The Consumer Price Index for Zimbabwean goods and services increased  in the month of February. The increase was fortunately not as sharp as many predicted but the worst may yet be to come. Maintaining the position of the second highest inflation rate in the world and the highest in Africa inflation weighed in at 59.39% for the month of February. We have a long way to go to reach Venezuela levels.
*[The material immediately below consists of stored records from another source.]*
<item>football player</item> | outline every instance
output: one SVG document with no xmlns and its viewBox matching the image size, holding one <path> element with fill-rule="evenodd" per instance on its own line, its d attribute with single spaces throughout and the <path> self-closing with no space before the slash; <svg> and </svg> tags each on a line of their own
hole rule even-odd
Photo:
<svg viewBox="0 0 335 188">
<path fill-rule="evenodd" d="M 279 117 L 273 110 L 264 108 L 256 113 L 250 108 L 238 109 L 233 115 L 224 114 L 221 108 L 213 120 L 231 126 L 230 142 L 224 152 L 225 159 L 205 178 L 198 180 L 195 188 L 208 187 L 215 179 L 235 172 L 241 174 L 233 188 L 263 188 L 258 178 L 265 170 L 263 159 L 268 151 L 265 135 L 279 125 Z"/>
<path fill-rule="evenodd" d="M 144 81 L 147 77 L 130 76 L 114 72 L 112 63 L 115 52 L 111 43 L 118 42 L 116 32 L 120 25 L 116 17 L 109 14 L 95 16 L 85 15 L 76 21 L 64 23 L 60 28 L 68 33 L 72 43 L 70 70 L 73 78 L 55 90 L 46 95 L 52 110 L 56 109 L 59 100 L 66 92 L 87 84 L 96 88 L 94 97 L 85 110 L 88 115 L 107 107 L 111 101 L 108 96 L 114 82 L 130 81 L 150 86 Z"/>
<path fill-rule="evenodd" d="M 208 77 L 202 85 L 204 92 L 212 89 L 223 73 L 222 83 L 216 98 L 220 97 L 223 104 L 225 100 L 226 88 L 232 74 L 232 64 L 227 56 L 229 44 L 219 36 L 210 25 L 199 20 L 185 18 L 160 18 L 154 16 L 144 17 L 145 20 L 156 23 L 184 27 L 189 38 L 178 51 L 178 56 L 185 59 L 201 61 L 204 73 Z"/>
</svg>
The key drivers of inflation growth were food inflation which increased almost 10% as compared to the previous month. Housing utilities only increased by 3 CPI points to reach 114. The month on month inflation figure for February stood at 1.67% after hitting 10.75% the previous month. Finance minister Mthuli Ncube continues his forecast of a reduction in inflation and I’m quite certain he and the team will be happy to point this out.

Readjustments looming

The ushering in of the Monetary policy statement by Reserve Bank Governor John Mangudya introduced the RTGS dollar which was a formalization of the existing bond notes, coins and electronic balances. This was followed by an interbank foreign currency market which devalued the RTGS dollars when the market started to deal in currency. Business owners are in the process of readjusting prices to the new reality.

While informal businesses had made the adjustment long before the MPS with parallel market (the reliable foreign currency source) valuing the RTGS dollars at 1:4.15 , formal businesses have more rigid processes and must apply for price increases. Mobile operators, bread bakers and if you believe the latest rumour that the ZETDC vehemently denied electricity tariffs too are set to increase. Vehement denials by government institutions have served as confirmation to rumors of the fuel price increase and the introduction of the new currency.


These readjustments threaten an already critical situation. Employees have been hit with double digit inflation figures consistently since October 2018 with very little change in remuneration. The latest inflation figures only make it worse. Zimbabweans are already faced with high prices but price readjustments in critical factors like power would mean further readjustments and could trigger contagion through an inflationary circle.

While the latest figures do bring a little comfort to Zimbabweans it is by no means time to celebrate. The threat of price increases in key commodities and utilities hangs over people’s heads. It should be noted that the accounting effect of the monetary policy statement announced by the RBZ last month certainly played a part in the measures of inflation showing reduction.